Among the records ordered released to VACC and VPCI were the SC’s revocation of Sereno’s order in 2012 to reopen a regional constitutional administrative office (RCAO) in Cebu without the collegial approval of the Court.
The SC also granted the release of Sereno’s memorandum for appointment of lawyer Solomon Lumba as her staff head and the subsequent letter of Senior Associate Justice Antonio Carpio withdrawing his signature from the appointment over an internal issue.
The VACC and VPCI alleged that Sereno violated the Constitution when she appointed Lumba, a professor at the University of the Philippines College of Law, when the law provides that appointive government officials shall not hold another public post unless otherwise specified.
But the high court rejected the request of the groups for release of the Memorandum of Associate Justice Teresita Leonardo-de Castro questioning Sereno’s orders which lacked necessary approval of the collegial court as provided under the rules, including the appointment of a Philippine Judicial Academy (Philja) official.
The SC explained that such memorandum could not be released pending resolution from the Court.
De Castro’s internal memorandum, which was reported by The STAR earlier, specifically assailed the appointment of lawyer Brenda Jay Mendoza as Philja chief of office for the Philippine Mediation Center, which she said violated their Administrative Order No. 33-2008 that required the appointment for the post to be approved by the SC collegially.
De Castro also assailed Sereno’s grant of foreign travel allowance to members of her staff without required approval from the full court.
She bared that the Chief Justice’s staff members were being given travel allowances even when their trips abroad were on “official time,” which should not involve expenditure of public funds.

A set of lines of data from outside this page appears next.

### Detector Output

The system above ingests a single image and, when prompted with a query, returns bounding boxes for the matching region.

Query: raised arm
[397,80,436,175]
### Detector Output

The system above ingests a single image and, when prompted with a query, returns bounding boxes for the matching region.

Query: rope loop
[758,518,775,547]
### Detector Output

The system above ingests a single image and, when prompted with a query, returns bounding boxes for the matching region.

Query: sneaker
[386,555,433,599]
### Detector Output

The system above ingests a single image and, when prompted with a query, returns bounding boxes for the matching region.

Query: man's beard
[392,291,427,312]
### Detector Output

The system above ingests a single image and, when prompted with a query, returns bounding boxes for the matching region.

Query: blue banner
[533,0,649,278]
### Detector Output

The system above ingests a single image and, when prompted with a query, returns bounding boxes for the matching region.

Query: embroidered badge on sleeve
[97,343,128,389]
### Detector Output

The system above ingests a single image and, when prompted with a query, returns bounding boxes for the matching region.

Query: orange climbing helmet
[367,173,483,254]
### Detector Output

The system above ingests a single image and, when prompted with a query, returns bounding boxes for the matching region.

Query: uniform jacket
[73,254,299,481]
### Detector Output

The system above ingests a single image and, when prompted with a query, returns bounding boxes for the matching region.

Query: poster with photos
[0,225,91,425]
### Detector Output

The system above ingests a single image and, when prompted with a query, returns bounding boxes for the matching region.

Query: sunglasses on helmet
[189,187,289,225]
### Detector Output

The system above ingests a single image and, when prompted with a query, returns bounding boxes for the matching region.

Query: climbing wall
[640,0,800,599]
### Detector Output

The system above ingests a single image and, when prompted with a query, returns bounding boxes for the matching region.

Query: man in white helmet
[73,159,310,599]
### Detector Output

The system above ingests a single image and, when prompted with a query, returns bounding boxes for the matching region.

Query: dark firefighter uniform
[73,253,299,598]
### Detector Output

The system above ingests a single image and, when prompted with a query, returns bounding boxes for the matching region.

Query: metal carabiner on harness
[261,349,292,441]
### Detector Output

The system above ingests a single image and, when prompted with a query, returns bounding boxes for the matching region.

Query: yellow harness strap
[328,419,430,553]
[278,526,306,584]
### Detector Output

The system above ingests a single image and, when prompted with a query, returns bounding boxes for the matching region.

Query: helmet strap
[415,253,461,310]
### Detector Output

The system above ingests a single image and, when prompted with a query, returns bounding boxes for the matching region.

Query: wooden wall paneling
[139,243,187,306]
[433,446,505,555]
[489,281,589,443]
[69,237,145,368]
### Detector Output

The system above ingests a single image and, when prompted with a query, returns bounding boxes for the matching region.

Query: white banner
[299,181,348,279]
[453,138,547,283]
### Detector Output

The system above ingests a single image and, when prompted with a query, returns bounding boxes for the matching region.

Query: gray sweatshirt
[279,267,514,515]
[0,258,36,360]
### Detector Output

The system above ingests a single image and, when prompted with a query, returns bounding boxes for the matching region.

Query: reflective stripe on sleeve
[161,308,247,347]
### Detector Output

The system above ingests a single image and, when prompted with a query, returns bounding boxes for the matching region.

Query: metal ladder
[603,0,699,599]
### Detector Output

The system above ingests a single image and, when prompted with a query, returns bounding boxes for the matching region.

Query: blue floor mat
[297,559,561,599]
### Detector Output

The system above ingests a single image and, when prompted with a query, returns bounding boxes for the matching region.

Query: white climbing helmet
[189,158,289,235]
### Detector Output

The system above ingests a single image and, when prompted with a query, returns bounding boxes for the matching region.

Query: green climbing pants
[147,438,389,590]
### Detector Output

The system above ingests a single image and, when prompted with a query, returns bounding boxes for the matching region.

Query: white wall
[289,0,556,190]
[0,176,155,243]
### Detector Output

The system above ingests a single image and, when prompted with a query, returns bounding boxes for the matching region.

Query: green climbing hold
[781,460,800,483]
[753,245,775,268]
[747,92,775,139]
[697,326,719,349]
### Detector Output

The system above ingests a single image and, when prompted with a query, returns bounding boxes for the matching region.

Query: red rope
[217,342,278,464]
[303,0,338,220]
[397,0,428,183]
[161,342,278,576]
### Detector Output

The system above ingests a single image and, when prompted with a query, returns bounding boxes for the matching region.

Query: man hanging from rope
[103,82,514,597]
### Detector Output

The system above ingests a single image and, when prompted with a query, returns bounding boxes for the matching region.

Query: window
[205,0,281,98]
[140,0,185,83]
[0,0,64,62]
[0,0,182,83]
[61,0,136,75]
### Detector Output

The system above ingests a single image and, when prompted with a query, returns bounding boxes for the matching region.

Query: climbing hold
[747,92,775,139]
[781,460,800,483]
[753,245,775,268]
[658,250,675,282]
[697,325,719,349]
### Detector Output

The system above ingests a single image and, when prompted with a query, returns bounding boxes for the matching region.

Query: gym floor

De Castro also questioned the “long delay” in the appointment in vacant key positions in SC pending before Sereno’s office, “which is prejudicial to the best interest of service.”
In their complaint, the VACC and VPCI accused Sereno of culpable violation of the Constitution by issuing an administrative order creating the new Judiciary Decentralized Office (JDO) and reopening the RCAO in Western Visayas in the absence of an authority from the Court.
They also raised the appointments of Lumba and Mendoza in the SC as basis.
The complaint also alleged that Sereno committed betrayal of public trust for sitting on the applications for the vacant posts in the Supreme Court.